2024 was supposed to be the year AI assistants became genuinely useful in everyday life. Instead, we got something more interesting: the year AI became deeply weird.
I'm not talking about the chatbots themselves—those have gotten impressively capable. I'm talking about how we're using them. A colleague recently told me he argues with ChatGPT about his therapy sessions. Not using it to reflect, mind you. Actually arguing with it about whether his therapist's advice was sound. Another friend asks Claude to roleplay as her deceased grandmother to help her process grief. A developer I know has his AI assistant write his standup updates in increasingly absurd voices—last week it was a film noir detective.
This isn't what anyone predicted. The discourse was all about job displacement and whether AI would replace writers or programmers. We spent months debating whether these tools were "truly intelligent." Meanwhile, people just started... using them. And using them in ways that have nothing to do with productivity.
The pattern I keep seeing: AI tools work best when we stop trying to make them do our jobs and start using them as thinking partners. Not as replacements for human judgment, but as infinitely patient sounding boards that can take any shape we need in the moment.
A writing student uses Claude to argue the opposite side of every essay thesis, strengthening her arguments. A game developer generates hundreds of terrible game ideas until the patterns reveal one good one. A parent practices difficult conversations with ChatGPT before talking to their teenager. None of these uses appeared in any product roadmap.
The productivity crowd is still obsessing over whether AI can generate perfect code or flawless prose. They're missing the point. The real value isn't in the output quality—it's in having something that will engage with half-formed thoughts at 2 AM without judgment, that costs almost nothing to query a thousand times, that can hold contradictory positions without getting defensive.

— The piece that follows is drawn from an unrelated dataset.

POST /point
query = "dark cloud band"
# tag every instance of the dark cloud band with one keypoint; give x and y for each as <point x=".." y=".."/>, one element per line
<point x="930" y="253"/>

This creates a strange new category of tool. Not quite a search engine, not quite a colleague, not quite a therapist. More like a cognitive mirror that talks back. Sometimes it reflects your thinking clearly. Sometimes it distorts it in useful ways. Sometimes it just agrees with whatever you say, which is less helpful but oddly comforting.
The companies building these tools seem as surprised as anyone. They keep adding features for enterprise workflows and API integrations while people use them to simulate conversations with historical figures or workshop the phrasing of a difficult text message. The gap between intended and actual use has never been wider.
What happens when thinking out loud becomes free and unlimited? When the cost of exploring a bad idea drops to zero? When you can externalize your internal monologue and it responds? We're only beginning to find out.
The weird part isn't that AI can do impressive things. It's that we're discovering what we actually want isn't impressive outputs—it's endless, patient, judgment-free engagement with our messy, unfinished thoughts. Turns out that's more valuable than any perfect first draft.